Bureaucracy has a direct impact on how well providers can do their jobs: every pound spent on unnecessary bureaucracy is a pound that is not being spent on teaching and research.

I am therefore pleased to confirm that the Office for Students has already:

reduced its enhanced monitoring by over 75%, removing 376 individual information or reporting requirements;

removed its requirement for detailed monitoring returns on Access and Participation Plans in 2022

streamlined its communications with HE providers and provided a direct contact for every registered provider.

In addition, I recently set up the HE data reduction taskforce, to bring together attendees from providers, arm’s-length bodies and other data experts across the HE sector to identify where we are putting overlapping data requirements on providers and where they could be reduced. The taskforce provides a real opportunity for all parties involved in data in the HE sector to discuss challenges and opportunities and, most importantly, to agree tangible actions.

Institutional bureaucracy

There is, however, more that providers themselves could do to remove internal bureaucracy which is not needed to comply with regulatory requirements.

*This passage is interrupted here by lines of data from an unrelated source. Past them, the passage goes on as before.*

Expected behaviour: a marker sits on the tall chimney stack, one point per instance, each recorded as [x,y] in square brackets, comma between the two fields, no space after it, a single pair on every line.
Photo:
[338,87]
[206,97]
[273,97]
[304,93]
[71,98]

I therefore want to use this statement to encourage HE providers strongly to look at ways that they could reduce this gold-plating. This should include:

Reviewing their own schemes of delegation to ensure that they are fit for purpose, and that regulatory decisions and activity are clearly delegated to the right level in the provider. Not every decision needs to go to the Board of Governors, or through multiple layers of governance.

Ensuring that they remain focused on the content of the decisions they are making and the reasons for the decision, rather than ensuring that it goes to multiple committees.

Carefully considering which processes, committees, activities and external subscriptions genuinely add value for students and which could be dispensed with, to free up academic time for teaching and research.

Unnecessary bureaucracy can take up time that could be spent focusing on the academic experience or quality of teaching which a student receives. This Government and the OfS will continue to focus on this, but providers also need to look internally to do the same.